University of Pittsburgh
August 24, 2011

Pitt Professor Lauded for Community Service in Proclamation From Pittsburgh’s Mayor

Contact:  412-624-4147

PittsburghAudrey J. Murrell, associate professor of business administration, psychology, and public and international affairs at the University of Pittsburgh and the director of the David Berg Center for Ethics and Leadership in Pitt's Joseph M. Katz Graduate School of Business and College of Business Administration, was honored for her volunteerism and service to the City of Pittsburgh with a proclamation from Mayor Luke Ravenstahl.

Ravenstahl proclaimed Aug. 12 “Mayor Luke Ravenstahl’s Citizens Service Recipient, Dr. Audrey Murrell Day.”

The proclamation recognizes Murrell’s accomplishments, including educating and encouraging students in service learning, dedicating her research to opportunities for women, and championing diversity among organizations. She has served numerous groups throughout the city as a volunteer consultant and mentor.

“It feels great to be recognized for the work, especially from a city that I love,” said Murrell. “The fact is the work—which involves championing nonprofits, minority- and women-owned businesses, and broad issues related to social justice—helps bring visibility to these issues.”

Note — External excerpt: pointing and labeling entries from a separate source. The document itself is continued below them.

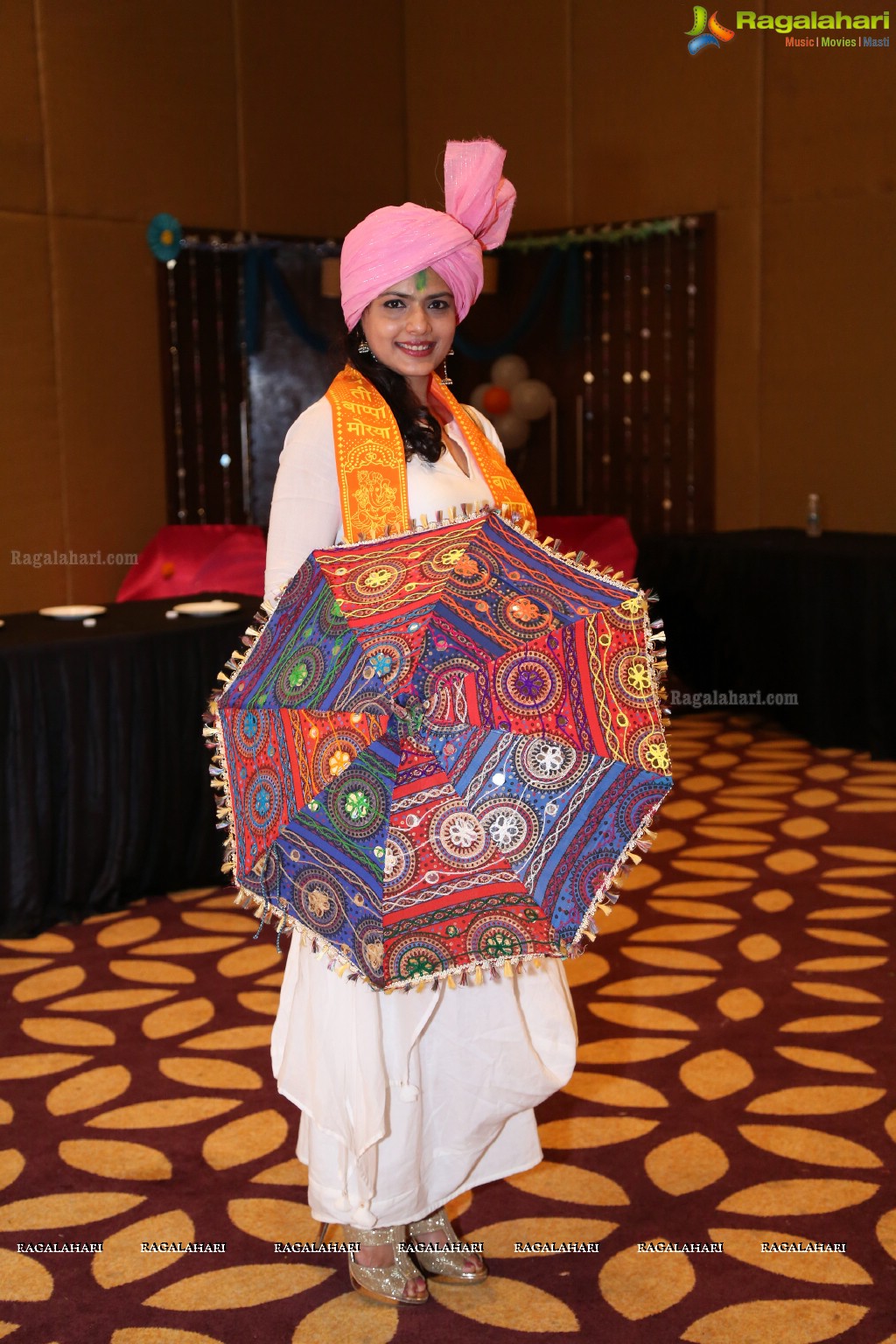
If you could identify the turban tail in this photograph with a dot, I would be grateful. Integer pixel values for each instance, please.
(399, 241)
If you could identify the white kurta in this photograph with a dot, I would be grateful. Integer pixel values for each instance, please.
(407, 1098)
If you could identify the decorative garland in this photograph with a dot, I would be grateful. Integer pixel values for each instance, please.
(606, 234)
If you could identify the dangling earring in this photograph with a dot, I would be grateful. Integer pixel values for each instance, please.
(449, 382)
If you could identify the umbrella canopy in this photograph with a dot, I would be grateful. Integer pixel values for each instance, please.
(439, 752)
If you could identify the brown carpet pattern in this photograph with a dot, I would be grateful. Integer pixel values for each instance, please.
(734, 1085)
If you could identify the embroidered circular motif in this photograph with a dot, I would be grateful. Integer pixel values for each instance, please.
(512, 825)
(333, 752)
(416, 955)
(522, 616)
(367, 938)
(250, 730)
(469, 574)
(630, 676)
(550, 762)
(318, 900)
(494, 937)
(399, 863)
(356, 804)
(635, 808)
(329, 617)
(650, 752)
(376, 579)
(300, 677)
(629, 613)
(528, 684)
(389, 659)
(263, 799)
(458, 836)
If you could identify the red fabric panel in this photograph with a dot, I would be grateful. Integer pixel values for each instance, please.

The award recognizes “community leaders who have contributed exceptional levels of service towards the advancement of Pittsburgh communities,” Ravenstahl wrote in an Aug. 12 letter to Murrell.

Murrell also credited the Kenneth R. Woodcock Fellows Program in partnership with Pitt’s Office of MBA Programs in the Katz School, the Berg Center, and Leadership Pittsburgh for the recognition from the mayor’s office.

Funded by University of Pittsburgh alumnus Kenneth R. Woodcock, who earned an MBA degree from the Katz School in 1966, the Woodcock fellowship program provides the opportunity for Pitt MBA students to work for 14 weeks with regional economic development or nonprofit organizations in the region.

In his proclamation, Ravenstahl also cited Murrell’s contribution as lead author of the books Intelligent Mentoring: How IBM Creates Value through People, Knowledge and Relationships (Pearson Publishers, 2008) and Mentoring Dilemmas: Developmental Relationships Within the Multicultural Organization (Lawrence Erlbaum Publishers, 1999).

Murrell joined Pitt in 1989 and holds secondary appointments in the Graduate School of Public and International Affairs and the Department of Psychology in the School of Arts and Sciences. She was appointed director of the Berg Center in 2007.